O projeto de lei de autoria do deputado Dudu Hollanda, que dispõe sobre o afastamento remunerado das servidoras estaduais vítimas de violência, intitulado de Maria da Penha, entrou em votação nesta quarta-feira, 25, no plenário da Assembleia Legislativa. E a matéria foi aprovada já em primeira discussão, ocasião em que Dudu fez esclarecimentos acerca da iniciativa.

Da tribuna da Casa, o parlamentar lembrou que o projeto recebeu pareceres favoráveis de comissões como a de Constituição e Justiça (CCJ). “Houve publicação no Diário e, hoje, a matéria entrou em primeira discussão. Gostaria de contar com o apoio dos meus pares para a aprovação desta lei que vai proteger as servidores públicas estaduais vítimas de violência praticada pelo próprio companheiro, enquadrada na lei Maria da Penha”, ressaltou.
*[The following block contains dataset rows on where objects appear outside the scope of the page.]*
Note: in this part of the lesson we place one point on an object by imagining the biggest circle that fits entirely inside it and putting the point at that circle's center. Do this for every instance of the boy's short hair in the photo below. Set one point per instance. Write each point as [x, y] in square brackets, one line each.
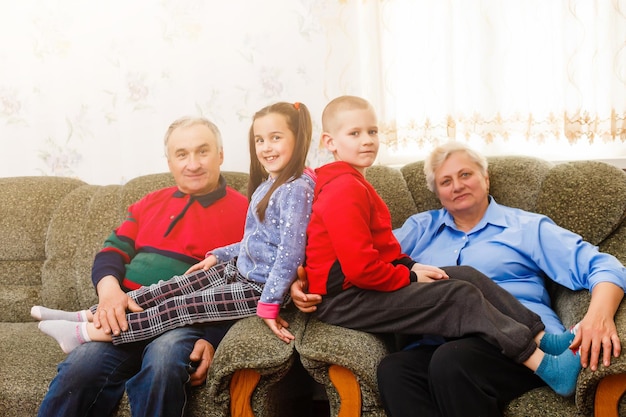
[339, 104]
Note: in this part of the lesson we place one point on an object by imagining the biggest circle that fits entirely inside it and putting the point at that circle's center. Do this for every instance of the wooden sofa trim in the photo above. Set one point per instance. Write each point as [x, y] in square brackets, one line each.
[610, 390]
[241, 388]
[348, 389]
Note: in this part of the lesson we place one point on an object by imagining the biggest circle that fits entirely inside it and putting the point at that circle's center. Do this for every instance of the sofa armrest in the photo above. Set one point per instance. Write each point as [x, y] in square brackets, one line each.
[571, 306]
[324, 345]
[251, 345]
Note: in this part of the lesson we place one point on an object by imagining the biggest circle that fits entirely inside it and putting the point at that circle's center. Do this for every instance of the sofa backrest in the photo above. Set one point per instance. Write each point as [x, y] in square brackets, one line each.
[26, 205]
[52, 228]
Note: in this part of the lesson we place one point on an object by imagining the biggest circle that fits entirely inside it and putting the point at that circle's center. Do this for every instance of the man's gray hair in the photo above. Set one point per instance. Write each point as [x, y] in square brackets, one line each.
[187, 121]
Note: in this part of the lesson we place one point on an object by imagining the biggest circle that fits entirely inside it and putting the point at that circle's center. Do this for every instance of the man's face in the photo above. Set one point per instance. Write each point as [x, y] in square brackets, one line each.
[194, 159]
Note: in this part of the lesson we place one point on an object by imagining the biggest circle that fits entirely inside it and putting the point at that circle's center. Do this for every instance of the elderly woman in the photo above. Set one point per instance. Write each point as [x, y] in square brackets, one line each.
[518, 250]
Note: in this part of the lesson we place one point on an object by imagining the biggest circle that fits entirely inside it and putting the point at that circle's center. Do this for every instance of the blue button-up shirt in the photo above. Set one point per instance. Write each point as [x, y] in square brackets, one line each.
[515, 248]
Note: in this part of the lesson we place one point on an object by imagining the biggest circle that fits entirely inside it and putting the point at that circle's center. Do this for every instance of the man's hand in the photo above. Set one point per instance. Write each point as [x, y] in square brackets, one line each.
[428, 273]
[305, 302]
[279, 327]
[597, 331]
[202, 354]
[205, 264]
[113, 303]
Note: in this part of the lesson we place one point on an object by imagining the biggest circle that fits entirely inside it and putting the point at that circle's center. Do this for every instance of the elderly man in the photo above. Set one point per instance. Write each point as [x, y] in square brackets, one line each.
[163, 235]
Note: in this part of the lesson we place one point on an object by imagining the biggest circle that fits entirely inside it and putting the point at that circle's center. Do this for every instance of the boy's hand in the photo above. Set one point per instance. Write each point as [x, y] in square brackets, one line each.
[279, 327]
[205, 264]
[428, 273]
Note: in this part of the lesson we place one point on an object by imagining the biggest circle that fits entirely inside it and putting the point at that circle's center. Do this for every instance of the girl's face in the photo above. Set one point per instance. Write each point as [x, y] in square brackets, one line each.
[274, 142]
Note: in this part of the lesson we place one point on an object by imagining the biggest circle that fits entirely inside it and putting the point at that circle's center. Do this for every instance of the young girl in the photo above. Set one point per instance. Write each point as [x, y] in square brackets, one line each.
[235, 281]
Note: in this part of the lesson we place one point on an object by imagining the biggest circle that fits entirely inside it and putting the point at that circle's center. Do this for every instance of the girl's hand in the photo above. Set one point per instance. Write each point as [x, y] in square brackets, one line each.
[428, 273]
[205, 264]
[279, 327]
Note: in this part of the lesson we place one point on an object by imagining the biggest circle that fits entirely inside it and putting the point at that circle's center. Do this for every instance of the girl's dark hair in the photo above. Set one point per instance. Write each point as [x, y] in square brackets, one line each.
[299, 122]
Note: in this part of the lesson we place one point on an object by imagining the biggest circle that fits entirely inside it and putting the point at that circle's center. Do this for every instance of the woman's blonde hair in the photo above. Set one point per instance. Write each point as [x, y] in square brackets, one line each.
[439, 155]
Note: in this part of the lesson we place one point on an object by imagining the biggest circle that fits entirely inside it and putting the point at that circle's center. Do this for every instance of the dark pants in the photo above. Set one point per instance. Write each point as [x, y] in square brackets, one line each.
[464, 377]
[467, 304]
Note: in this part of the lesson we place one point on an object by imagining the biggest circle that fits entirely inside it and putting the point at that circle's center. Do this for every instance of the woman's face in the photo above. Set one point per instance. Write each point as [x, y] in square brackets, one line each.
[461, 187]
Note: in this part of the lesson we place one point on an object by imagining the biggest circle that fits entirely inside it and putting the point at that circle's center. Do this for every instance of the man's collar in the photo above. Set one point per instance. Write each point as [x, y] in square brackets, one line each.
[207, 199]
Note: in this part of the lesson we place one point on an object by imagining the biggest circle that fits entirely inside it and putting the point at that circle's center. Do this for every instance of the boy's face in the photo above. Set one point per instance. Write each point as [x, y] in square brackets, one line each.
[354, 138]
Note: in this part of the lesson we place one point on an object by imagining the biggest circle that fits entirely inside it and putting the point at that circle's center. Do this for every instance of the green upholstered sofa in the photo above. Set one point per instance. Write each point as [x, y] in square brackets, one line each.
[51, 227]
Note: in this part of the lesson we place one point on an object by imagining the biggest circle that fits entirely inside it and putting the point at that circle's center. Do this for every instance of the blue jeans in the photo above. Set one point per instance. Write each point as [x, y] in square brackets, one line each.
[154, 373]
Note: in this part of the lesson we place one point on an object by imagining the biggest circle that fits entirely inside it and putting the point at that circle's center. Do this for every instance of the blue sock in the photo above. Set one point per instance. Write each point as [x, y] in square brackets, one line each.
[560, 372]
[555, 344]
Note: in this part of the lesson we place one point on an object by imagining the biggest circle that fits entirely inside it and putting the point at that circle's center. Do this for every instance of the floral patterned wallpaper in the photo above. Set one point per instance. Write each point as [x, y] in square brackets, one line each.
[87, 89]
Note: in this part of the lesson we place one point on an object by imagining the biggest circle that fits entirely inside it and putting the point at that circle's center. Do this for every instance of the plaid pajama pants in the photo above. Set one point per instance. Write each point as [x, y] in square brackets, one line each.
[219, 294]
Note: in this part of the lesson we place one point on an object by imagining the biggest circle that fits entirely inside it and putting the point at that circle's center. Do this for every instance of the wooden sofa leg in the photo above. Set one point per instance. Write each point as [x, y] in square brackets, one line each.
[242, 386]
[610, 390]
[348, 389]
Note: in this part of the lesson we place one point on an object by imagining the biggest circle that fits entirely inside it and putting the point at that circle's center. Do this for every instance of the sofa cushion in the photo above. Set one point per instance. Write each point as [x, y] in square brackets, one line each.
[26, 204]
[578, 197]
[390, 184]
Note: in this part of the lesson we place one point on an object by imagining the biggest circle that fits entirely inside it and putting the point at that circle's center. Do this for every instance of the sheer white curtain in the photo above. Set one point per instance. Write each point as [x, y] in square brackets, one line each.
[534, 76]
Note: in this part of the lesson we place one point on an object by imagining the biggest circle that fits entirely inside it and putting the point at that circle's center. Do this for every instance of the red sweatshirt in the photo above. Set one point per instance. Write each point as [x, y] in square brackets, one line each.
[350, 240]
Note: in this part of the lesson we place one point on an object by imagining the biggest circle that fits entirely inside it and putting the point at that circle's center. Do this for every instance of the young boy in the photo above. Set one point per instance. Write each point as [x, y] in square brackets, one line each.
[355, 262]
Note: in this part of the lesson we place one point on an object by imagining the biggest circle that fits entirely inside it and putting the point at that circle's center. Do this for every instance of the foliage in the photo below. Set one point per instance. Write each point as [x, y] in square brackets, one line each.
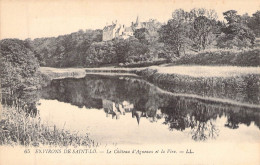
[19, 67]
[236, 34]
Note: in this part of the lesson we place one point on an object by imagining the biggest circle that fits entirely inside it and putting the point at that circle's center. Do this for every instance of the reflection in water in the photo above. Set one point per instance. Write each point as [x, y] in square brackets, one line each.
[119, 96]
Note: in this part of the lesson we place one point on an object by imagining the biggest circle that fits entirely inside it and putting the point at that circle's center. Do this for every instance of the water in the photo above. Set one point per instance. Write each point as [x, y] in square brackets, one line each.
[129, 110]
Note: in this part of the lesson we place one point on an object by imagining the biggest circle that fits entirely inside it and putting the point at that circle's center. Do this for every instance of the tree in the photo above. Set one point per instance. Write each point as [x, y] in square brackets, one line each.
[254, 23]
[202, 31]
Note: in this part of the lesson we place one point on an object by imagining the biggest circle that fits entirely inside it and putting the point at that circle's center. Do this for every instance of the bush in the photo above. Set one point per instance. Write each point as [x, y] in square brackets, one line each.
[247, 57]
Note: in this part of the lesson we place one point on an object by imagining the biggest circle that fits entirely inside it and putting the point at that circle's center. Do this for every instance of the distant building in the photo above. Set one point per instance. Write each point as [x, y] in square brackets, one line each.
[116, 30]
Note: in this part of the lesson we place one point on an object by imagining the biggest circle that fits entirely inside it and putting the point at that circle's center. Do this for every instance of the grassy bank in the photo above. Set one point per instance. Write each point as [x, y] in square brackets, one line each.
[249, 57]
[18, 128]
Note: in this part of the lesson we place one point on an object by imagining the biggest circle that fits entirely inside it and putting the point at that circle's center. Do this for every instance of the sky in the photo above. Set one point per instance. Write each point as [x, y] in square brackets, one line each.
[50, 18]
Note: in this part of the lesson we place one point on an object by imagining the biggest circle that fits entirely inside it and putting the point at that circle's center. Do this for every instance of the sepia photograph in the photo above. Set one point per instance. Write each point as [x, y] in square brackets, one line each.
[130, 82]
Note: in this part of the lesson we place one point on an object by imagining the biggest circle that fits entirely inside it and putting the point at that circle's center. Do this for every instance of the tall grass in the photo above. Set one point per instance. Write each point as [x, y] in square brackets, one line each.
[18, 128]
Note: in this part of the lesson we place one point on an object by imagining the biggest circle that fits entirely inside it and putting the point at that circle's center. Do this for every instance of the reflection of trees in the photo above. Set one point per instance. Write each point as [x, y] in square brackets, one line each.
[22, 101]
[198, 117]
Em aparte, o deputado Bruno Toledo enalteceu a iniciativa de Dudu Hollanda em trazer a matéria para discussão, mas afirmou que o projeto precisa ser superado em virtude de questões processuais.

“O que eu vejo aqui é um vício de iniciativa. Nos artigos 1º e 3º do projeto de lei do Dudu, o deputado trata claramente de remuneração dos servidores do Executivo, apesar de reconhecer a boa fé do parlamentar. Contudo, vejo que se trata de um projeto que já nasce morto e que, portanto, está fadado ao veto do governador. Sei da boa intenção em preservar estas pessoas, mas este projeto voltará para esta Casa com o veto governamental”, comentou.

Na sequência, Dudu Hollanda afirmou entender o raciocino do deputado Bruno, mas discordou de sua manifestação, pois, o autor da matéria garante não criar nenhuma despesa, “como atestado pelos pareceres”. “O que quero é a garantia de que, caso a violência aconteça, estas mulheres sejam protegidas pela lei e não sejam prejudicadas em sua remuneração. Defendo as servidoras no tocante aos seus direitos e não crio projeto que onere os cofres públicos”, assegurou.